I hate it when that happens. Hopefully the sticky stuff didn’t get on the SD Card.

This is truly baffling.

Adding the user to the pulse-access group and adding --system to the pulseaudio launch command seems to fix the problem, but I believe it causes another problem; pulse no longer holds open the DAC hw:0,0 and thus leaves it vulnerable to a bad output signal. I’ll need to poke it with my scope to see what’s going on.

top suggests pulse is using no CPU when idle and around 3-4% when active. I can still play audio to hw:0,0 which is not usually the case when Pulse is using it continuously.

The problem seems to be a weird setup of permissions, or something, possibly relating to dbus (I need to check my Lite image to see what the difference is) which is preventing a regular user (pi in most cases) from connecting to Pulse.

Okay a quick check with the scope-on-a-rope and I can’t see any invalid i2s signals being generated either playing through Pulse or through ALSA directly.

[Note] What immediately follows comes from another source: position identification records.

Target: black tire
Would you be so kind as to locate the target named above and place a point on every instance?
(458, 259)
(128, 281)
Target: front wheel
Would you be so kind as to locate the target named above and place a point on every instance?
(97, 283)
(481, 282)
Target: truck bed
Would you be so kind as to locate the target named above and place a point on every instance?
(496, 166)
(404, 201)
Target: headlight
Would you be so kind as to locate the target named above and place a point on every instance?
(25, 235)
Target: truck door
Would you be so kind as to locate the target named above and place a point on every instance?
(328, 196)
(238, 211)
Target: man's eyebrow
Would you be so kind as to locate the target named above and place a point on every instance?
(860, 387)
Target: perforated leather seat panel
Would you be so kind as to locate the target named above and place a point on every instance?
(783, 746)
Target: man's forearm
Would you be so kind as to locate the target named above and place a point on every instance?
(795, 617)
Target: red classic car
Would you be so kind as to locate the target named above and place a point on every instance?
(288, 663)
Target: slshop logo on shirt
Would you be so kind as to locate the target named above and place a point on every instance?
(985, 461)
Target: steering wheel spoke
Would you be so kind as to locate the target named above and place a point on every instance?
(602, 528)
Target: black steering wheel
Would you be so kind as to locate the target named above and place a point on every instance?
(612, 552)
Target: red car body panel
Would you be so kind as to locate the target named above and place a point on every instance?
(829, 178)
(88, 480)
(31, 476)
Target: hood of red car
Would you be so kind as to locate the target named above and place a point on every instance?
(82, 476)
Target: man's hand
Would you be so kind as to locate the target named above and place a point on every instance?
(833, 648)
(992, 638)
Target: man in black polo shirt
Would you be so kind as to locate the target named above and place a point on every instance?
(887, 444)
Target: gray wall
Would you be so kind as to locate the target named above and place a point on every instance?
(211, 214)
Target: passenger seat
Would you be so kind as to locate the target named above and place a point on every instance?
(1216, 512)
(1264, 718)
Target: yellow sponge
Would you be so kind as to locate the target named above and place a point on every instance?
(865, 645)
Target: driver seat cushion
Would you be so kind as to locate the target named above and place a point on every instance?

This is with the contents of /etc/systemd/system/pulseaudio.service looking like:

[Unit]
Description=PulseAudio Daemon
After=sound.target
Requires=sound.target

[Install]
WantedBy=default.target

[Service]
Restart=always
Type=simple
PrivateTmp=false
ExecStart=/usr/bin/pulseaudio --system --disallow-module-loading --realtime --disallow-exit --no-cpu-limit --log-target=syslog
ExecStop=/usr/bin/pulseaudio --kill

And the Pi user in the pulse-access group:

sudo usermod -a -G pulse-access pi

Use sudo systemctl daemon-reload then sudo systemctl restart pulseaudio to load the new systemd config, and log out/in to make sure you have the pulse-access group.

Or reboot ;)

I’ll have to test this config on other versions and see if it’s worthy of rolling back into the installer.